Highmark wants Pa. to relax oversight of AHN
Insurer says mandates are a disadvantage
Health insurer Highmark wants out from under some regulatory oversight in funding its Allegheny Health Network, telling the state Insurance Department that the 4-year-old notification and approval mandates are a competitive disadvantage in a market that is rapidly changing.
Among the conditions of Highmark’s 2013 purchase of AHN was the requirement to notify the Insurance Department of any fund transfer to the hospital system of $100 million within a 12month period, with department approval needed for contributions of $250 million.
The Allegheny Health Network is made up of seven hospitals, including Allegheny General Hospital and West Penn Hospital. Highmark acquired the health system, partly to counter growth by UPMC health system.
The Insurance Department is seeking public comment on the Highmark proposal starting Saturday and continuing through May 8 and comments can be emailed to ra-in-comment@pa.gov or mailed to Deputy Insurance Commissioner Joseph DiMemmo.
“This request significantly modifies the terms under which the Insurance Department approved Highmark’s affiliation with AHN, and because the financial health of both Highmark and AHN directly impact so many people in Western Pennsylvania, I want to hear from the public as I consider this request,” Insurance Commissioner Teresa Miller said in a prepared statement.
Highmark’s request to lessen regulatory oversight was part of a four-year, 20-page strategic forecast for AHN, which included the assumption the hospital network would end 2018 in the black for the first time in many years with
a $14 million balance.
In the forecast, Highmark also said it “intends to fund the ongoing capital expenditures at AHN to the extent that AHN cash flows are not sufficient to fund them.”
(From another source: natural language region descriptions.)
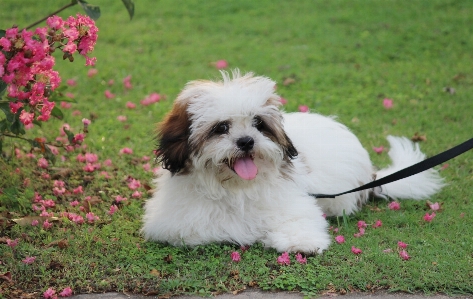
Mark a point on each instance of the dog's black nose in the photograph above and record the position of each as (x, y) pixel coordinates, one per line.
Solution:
(245, 143)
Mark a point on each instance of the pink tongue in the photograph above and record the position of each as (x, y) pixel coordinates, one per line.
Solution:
(245, 168)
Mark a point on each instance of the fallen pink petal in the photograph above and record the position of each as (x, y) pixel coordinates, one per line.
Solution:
(394, 205)
(402, 244)
(404, 255)
(356, 250)
(388, 103)
(284, 259)
(429, 217)
(221, 64)
(300, 259)
(235, 256)
(378, 150)
(435, 206)
(377, 224)
(67, 292)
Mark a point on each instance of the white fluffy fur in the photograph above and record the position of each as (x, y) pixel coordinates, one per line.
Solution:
(210, 203)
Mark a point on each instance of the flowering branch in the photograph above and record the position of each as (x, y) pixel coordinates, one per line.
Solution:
(52, 14)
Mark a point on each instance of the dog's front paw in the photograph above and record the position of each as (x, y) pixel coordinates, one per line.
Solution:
(298, 241)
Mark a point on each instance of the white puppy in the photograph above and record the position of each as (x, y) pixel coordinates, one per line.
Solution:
(237, 169)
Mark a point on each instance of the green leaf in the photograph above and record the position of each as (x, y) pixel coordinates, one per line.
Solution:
(93, 11)
(130, 7)
(17, 127)
(57, 113)
(5, 107)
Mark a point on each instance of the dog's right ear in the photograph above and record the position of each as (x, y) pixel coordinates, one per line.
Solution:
(173, 137)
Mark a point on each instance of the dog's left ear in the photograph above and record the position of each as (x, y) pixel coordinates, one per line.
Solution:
(173, 137)
(274, 128)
The notification and approval requirements for AHN funding have reduced the Pittsburgh health system’s flexibility and responsiveness in a rapidly changing market, creating an uneven playing field with competitors, Highmark spokesman Aaron Billger said.
“We’ve made significant financial progress and we’ve really moved to a transformational stage,” Mr. Billger said. “We believe the market dynamics have changed and the organization needs the flexibility to make timely and strategic investments.”
Fueled in part by an increase in patient volume from the end of the consent decree with UPMC in 2019, Highmark forecasted a 20 percent bump in total operating revenue through 2020, from $3 billion this year to $3.8 billion in 2020. Hospital discharges, which are roughly equivalent to admissions, were expected to rise 18 percent to 104,517 from 88,538 during the same period.
In its outlook, Highmark described a “growing divergence” in the road ahead for health care systems: doubled down reliance on the fee-forservice model of revenue generation, which has been used for years, or re-inventing health care to lower costs and improve quality.
Referring obliquely to its rival UPMC and that health system’s expansion plans, Highmark said it was committed to “full scale cultural change in the way that clinical services are sold and delivered.”
“Providers are increasingly looking to commit to one of the two models,” Highmark wrote. “The competitive dynamics have spread across the state and re-alignment is beginning to occur. In this context, Highmark needs to move even faster to secure the capabilities and positioning needed for its value-based delivery system to compete on equal footing and to respond to the moves being made by other players, not just in Western Pennsylvania, but across the state.”